Michael Phelps iguala Argentina em ouros

Maior medalhista da história segue fazendo história e pode até alcançar o Brasil no quadro de medalhas. Apesar de não ser favorito em algumas provas, "Tubarão de Baltimore" pode conquistar mais cinco primeiros lugares.

Michael Phelps comandou a vitória da equipe americana na prova dos 4x100m livre e conquistou sua 19ª medalha olímpica de ouro. Com a conquista, o nadador americano igualou o número de medalhas douradas da Argentina em toda a história do país sul-americano nos Jogos Olímpicos.

Mas tenham moderação com a provocação contra nossos "hermanos": Phelps pode disputar ainda cinco provas na Rio 2016 e, caso consiga ser campeão olímpico em todas elas, ele chegaria a 24 medalhas de ouro - exatamente a quantidade atual do Brasil, graças ao ouro da judoca Rafaela Silva.

O "Tubarão de Baltimore" está garantido em mais três provas: de 100m e 200m borboleta, e 200m medley.
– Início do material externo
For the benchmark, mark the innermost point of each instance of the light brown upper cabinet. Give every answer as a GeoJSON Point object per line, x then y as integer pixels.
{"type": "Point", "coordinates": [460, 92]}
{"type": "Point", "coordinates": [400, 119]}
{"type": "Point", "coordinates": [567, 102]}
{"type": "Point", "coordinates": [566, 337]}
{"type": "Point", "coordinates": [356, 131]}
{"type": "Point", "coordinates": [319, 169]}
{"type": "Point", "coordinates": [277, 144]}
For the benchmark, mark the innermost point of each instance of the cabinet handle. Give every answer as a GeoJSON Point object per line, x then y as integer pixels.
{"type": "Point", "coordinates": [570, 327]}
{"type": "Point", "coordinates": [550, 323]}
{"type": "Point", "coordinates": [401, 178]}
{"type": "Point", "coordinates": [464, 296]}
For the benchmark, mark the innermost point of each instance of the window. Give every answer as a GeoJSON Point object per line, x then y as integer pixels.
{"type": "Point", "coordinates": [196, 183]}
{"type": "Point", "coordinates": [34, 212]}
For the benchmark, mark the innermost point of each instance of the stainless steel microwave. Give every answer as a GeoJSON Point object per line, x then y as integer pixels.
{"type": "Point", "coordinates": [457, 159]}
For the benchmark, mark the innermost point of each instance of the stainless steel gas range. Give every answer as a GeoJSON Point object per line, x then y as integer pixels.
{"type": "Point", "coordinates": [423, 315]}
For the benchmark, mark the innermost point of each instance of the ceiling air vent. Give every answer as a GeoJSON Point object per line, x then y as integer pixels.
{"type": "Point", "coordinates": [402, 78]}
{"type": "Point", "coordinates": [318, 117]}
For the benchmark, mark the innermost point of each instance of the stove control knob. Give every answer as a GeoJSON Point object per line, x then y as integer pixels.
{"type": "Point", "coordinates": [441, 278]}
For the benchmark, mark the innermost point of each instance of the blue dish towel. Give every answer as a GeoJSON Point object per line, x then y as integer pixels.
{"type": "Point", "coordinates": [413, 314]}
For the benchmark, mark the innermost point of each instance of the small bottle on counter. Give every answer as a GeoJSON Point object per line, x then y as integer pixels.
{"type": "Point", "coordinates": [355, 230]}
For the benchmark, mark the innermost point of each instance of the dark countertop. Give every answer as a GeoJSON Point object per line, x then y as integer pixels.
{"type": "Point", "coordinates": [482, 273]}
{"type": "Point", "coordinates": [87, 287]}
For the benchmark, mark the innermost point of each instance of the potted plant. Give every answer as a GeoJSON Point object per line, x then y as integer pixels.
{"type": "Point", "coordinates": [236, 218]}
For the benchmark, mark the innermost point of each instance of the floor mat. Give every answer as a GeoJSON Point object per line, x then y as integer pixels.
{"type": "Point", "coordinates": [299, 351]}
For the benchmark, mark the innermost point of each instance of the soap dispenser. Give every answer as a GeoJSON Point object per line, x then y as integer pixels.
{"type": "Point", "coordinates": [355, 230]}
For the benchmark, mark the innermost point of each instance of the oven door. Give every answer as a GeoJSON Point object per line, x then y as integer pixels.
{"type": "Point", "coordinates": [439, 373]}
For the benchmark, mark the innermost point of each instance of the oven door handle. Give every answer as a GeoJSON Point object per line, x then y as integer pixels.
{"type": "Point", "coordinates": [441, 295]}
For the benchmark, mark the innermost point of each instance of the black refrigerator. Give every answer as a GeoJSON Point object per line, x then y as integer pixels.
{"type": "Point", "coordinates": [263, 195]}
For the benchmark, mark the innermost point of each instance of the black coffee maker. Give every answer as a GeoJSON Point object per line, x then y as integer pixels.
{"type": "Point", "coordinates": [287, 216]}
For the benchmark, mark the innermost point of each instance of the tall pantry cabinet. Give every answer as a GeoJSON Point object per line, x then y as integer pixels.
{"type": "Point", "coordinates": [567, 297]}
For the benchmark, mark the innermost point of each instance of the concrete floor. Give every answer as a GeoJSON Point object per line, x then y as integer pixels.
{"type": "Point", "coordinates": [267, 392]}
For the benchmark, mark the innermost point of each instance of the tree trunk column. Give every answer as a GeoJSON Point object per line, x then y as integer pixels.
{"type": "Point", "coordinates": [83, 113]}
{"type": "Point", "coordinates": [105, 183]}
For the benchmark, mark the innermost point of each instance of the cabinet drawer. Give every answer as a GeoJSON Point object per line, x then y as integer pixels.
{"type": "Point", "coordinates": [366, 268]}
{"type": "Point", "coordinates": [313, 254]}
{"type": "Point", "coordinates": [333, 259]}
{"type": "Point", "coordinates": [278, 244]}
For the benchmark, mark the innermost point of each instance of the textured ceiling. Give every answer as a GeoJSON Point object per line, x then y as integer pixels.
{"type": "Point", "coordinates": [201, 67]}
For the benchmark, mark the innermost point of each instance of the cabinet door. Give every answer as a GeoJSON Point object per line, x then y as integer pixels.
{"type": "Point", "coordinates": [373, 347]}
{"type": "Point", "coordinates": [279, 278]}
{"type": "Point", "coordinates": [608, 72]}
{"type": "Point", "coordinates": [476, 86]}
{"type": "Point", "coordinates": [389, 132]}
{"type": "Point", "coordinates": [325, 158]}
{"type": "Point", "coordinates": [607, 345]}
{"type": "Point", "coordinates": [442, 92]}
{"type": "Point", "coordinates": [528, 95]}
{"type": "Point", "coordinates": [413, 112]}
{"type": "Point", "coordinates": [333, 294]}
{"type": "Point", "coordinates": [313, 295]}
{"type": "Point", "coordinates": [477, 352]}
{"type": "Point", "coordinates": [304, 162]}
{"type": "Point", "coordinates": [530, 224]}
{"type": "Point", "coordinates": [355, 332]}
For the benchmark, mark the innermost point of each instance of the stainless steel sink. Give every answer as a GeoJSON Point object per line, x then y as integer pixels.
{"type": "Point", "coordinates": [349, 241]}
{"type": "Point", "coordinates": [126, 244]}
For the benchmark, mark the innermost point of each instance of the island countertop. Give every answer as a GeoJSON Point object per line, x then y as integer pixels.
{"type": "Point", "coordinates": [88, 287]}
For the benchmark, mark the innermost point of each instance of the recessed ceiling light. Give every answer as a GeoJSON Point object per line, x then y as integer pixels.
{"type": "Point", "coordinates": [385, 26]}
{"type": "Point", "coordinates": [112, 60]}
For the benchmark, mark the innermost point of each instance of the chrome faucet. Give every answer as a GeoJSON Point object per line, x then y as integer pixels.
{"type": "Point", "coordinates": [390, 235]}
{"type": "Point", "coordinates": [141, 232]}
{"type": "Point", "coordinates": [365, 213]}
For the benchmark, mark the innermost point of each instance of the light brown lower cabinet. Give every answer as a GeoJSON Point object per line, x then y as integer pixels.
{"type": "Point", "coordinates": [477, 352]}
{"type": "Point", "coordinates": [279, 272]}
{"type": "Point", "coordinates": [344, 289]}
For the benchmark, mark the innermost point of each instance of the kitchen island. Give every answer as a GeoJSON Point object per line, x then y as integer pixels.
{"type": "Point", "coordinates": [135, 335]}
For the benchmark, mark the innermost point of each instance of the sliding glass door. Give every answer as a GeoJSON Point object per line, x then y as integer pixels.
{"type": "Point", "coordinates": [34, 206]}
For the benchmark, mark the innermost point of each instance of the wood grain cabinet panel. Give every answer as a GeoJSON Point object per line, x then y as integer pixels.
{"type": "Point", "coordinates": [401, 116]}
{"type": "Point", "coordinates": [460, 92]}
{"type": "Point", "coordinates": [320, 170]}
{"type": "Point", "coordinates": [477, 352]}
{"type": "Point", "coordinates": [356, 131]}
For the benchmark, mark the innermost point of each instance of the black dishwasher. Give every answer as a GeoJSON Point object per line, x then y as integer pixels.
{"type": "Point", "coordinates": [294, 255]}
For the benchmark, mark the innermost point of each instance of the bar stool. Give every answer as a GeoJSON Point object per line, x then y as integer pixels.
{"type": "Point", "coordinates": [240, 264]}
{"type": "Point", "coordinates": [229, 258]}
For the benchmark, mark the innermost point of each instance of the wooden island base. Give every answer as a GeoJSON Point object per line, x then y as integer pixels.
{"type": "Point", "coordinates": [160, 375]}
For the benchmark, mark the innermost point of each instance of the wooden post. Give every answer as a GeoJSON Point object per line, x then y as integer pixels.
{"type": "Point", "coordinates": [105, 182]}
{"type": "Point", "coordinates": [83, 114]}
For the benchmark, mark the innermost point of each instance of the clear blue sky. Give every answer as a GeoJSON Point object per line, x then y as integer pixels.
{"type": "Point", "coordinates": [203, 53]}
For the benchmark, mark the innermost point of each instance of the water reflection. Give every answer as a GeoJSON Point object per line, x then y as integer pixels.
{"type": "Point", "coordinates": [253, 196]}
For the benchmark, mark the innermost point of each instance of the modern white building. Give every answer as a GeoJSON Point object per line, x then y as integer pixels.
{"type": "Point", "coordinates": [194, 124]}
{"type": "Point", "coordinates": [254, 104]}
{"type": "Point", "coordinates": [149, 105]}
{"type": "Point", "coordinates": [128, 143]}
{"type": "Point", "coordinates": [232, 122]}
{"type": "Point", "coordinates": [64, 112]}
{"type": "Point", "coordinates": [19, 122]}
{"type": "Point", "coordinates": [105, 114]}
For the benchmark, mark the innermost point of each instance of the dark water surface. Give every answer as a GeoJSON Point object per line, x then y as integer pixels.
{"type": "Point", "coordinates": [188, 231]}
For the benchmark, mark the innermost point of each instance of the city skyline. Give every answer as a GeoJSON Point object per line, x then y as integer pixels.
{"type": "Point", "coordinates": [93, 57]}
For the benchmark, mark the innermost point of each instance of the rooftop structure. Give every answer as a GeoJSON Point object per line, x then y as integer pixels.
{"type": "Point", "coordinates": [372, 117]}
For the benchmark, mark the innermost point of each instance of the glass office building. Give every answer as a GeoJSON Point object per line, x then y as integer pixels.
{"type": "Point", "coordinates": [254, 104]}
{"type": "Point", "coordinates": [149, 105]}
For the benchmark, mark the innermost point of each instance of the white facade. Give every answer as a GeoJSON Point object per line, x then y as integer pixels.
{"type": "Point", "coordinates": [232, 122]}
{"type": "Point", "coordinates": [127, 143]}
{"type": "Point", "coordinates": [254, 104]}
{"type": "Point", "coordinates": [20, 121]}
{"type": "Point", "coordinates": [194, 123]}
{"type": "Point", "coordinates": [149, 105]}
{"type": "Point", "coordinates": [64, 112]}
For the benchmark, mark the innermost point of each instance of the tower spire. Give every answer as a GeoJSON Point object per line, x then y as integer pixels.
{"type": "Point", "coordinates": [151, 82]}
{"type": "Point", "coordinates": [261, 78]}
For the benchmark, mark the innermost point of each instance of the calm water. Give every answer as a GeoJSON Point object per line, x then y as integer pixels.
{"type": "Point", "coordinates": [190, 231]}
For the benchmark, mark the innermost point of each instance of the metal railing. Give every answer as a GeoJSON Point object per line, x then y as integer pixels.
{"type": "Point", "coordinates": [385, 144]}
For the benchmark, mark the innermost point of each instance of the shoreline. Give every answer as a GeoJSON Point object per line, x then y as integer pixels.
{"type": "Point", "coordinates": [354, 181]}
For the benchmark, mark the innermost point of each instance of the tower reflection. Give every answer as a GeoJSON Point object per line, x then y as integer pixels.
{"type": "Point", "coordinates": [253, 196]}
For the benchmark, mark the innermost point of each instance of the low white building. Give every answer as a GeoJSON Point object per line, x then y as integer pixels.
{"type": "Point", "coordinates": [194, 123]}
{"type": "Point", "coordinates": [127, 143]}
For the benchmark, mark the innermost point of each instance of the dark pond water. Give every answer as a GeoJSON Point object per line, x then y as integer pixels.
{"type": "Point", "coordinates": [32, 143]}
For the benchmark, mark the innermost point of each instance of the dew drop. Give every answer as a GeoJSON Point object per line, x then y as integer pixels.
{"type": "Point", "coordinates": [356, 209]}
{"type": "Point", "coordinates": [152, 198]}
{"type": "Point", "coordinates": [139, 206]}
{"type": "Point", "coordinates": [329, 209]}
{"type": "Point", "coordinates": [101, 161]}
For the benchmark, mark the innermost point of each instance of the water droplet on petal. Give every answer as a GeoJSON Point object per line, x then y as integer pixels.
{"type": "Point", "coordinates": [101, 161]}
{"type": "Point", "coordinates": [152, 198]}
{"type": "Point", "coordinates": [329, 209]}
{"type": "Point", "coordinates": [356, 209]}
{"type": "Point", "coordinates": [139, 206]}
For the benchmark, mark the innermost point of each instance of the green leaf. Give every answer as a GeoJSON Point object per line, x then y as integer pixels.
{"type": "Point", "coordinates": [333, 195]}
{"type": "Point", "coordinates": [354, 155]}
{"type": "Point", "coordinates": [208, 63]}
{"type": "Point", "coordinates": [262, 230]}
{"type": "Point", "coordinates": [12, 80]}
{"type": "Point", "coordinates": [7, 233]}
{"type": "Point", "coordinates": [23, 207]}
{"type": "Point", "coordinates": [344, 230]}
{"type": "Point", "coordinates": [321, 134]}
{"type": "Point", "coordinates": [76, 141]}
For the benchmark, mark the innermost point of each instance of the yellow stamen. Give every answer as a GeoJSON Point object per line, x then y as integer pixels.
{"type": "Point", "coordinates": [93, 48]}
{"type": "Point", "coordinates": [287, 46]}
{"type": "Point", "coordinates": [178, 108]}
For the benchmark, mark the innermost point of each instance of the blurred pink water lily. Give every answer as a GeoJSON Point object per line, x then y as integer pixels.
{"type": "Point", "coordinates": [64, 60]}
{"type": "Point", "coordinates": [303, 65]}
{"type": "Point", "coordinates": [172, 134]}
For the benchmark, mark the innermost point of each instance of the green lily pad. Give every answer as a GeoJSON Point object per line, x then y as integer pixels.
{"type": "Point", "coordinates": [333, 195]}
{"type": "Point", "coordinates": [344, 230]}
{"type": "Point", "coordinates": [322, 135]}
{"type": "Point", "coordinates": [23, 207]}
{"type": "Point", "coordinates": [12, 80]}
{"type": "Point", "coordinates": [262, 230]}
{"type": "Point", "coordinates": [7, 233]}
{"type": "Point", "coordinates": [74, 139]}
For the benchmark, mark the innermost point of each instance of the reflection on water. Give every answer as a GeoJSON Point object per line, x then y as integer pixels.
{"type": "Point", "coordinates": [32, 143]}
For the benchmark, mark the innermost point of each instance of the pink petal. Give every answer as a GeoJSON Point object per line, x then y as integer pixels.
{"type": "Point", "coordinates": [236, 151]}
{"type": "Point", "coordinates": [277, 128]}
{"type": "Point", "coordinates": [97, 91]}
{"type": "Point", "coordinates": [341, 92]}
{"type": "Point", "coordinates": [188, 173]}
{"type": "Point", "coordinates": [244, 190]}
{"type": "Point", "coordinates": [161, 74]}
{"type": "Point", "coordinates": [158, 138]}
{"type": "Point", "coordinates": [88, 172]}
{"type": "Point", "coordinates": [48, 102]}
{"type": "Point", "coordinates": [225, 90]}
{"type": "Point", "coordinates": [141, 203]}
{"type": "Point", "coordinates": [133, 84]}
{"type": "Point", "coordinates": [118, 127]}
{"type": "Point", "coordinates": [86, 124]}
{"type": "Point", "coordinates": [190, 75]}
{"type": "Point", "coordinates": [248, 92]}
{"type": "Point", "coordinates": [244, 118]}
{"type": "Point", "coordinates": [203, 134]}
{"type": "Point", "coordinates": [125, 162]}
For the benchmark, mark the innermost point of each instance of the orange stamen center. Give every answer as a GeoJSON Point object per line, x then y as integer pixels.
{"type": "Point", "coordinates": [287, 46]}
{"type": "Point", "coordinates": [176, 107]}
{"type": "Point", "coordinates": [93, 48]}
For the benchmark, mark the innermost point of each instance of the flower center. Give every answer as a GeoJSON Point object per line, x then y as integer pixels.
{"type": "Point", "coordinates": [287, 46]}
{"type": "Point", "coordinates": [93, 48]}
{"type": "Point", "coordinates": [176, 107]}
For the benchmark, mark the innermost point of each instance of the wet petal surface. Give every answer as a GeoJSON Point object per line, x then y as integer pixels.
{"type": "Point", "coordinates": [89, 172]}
Além disso, Phelps ainda pode e deve ser inscrito ao menos para as provas classificatórias de mais dois revezamentos: de 4x200m livre e 4x100 medley.

A façanha de igualar o número de medalhas de ouro de um país com aproximadamente 200 milhões de habitantes, no entanto, não deve se concretizar. Nem tanto pela possibilidade de o Brasil conquistar mais medalhas de ouro nestes Jogos, mas mais pelo fato de Phelps não ser mais o favorito absoluto em todas as provas.

Nos 100m borboleta, a melhor marca do ano é do húngaro Laszlo Cseh, seguido por Phelps. O europeu lidera também nos 200m borboleta, onde o americano possui apenas o sexto melhor tempo de 2016. E nos 200m medley, Phelps é até agora o segundo mais rápido no ano, atrás do japonês Kosuke Hagino.

Antes mesmo do início dos Jogos Olímpicos do Rio de Janeiro, Phelps já era o maior medalhista olímpico (23), atleta com mais ouros (19) e que mais vezes subiu ao posto mais alto do pódio numa única edição (oito, em Pequim) na história olímpica.

A quantidade de medalhas fica ainda mais impressionante quando comparamos o desempenho de Phelps com a de nações inteiras. Se Phelps fosse um país, ele estaria à frente de países como Jamaica, México, Croácia, Irã e República Tcheca.